1. Field of the Invention
This invention relates to a surface shape measurement device, and more particularly to a device that measures the shape of the surface of plate-shaped articles such as constructional materials or steel plates.
2. Description of the Related Art
An example of a conventional surface shape measurement device is shown in FIG. 18. In FIGS. 18(a), and 18 (b)21a to 21e are a plurality of distance measuring devices. Measurement subject 22 moves in the direction perpendicular to the surface of the page, and the dotted line indicates a reference plane of measurement subject 22. These distance measuring devices 21a to 21e respectively measure the distance to the measurement surfaces 22a to 22e of measurement subject 22, whose surface shape is thereby found. The principle of the distance measurement is selected depending on the measurement conditions. Examples are triangulation, the optical section method, and the range finder method. This will be referred to as the first prior art example.

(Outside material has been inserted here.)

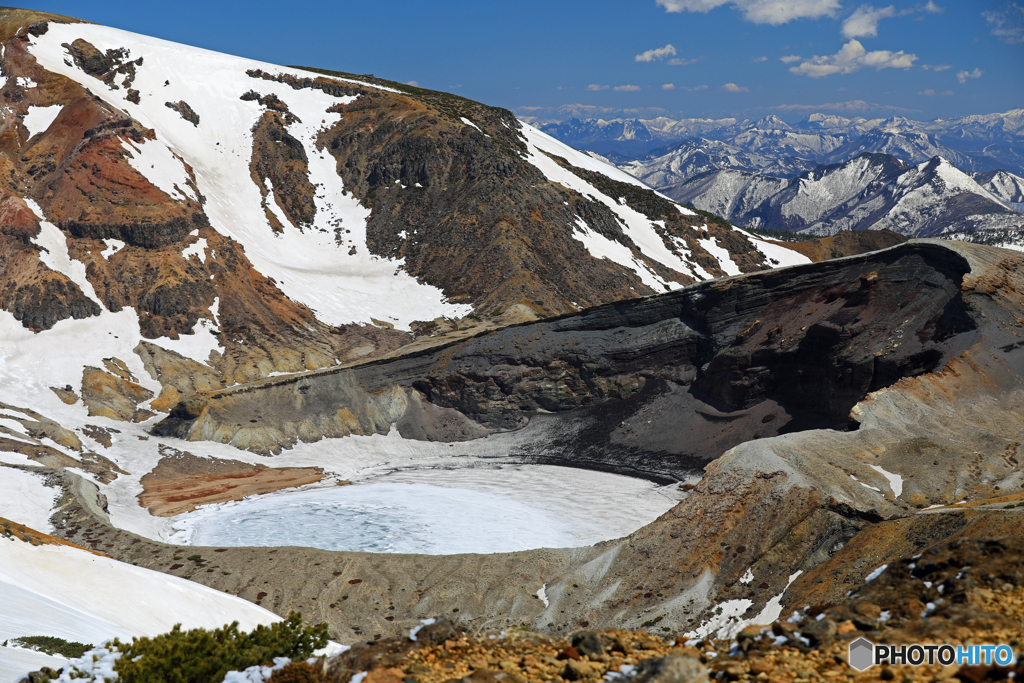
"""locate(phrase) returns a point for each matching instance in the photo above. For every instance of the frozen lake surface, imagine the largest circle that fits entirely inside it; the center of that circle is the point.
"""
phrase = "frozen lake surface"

As one example of the first prior art, the triangulation is described in detail referring to FIG. 18(b). In this Figure, distance measuring devices 21a to 21e are constructed by scanners 31a to 31e and receivers 32a to 32e, respectively. Scanners 31a to 31e and receivers 32a to 32e are arranged perpendicularly to the direction of the movement of measurement subject 22 shown by an arrow X, respectively. Each pair of scanners 31a to 31e and receivers 32a to 32e in distance measuring device 21a to 21e is arranged in parallel to the direction shown by the arrow X and is arranged separately from each other by a length 1. Receivers 32a to 32e detect the time when measurement surfaces 22a to 22e are lighted by scanning beams from scanners 31a to 31e, respectively. Then distances to the measurement surfaces 22a to 22e from the reference plane are determined based on the detected times, respectively, and the surface shape of the measurement subject 22 is thereby found.
In a second prior art example, a laser beam etc. is used to describe a track on the surface of the measurement subject. This track is picked up by a CCD camera, and the surface shape is found from the bending of the track.
In the first prior art example, a plurality of distance measuring devices are needed. Indeed, to determine the surface shape in detail, a large number of distance measuring devices are required, resulting in high cost. In the triangulation described above, space longer than the length l is required in the direction of the movement of measurement subject 22 for arranging distance measuring devices 21a to 21e.
A system can be adopted in which the light source is scanned, but this also requires a plurality of photodetectors, so the problem is not solved. Also, in the second prior art example, the measurement takes time and so is unsuitable where the measurement subject is moving at high speed. Additionally, the light source usually needs a large amount of power.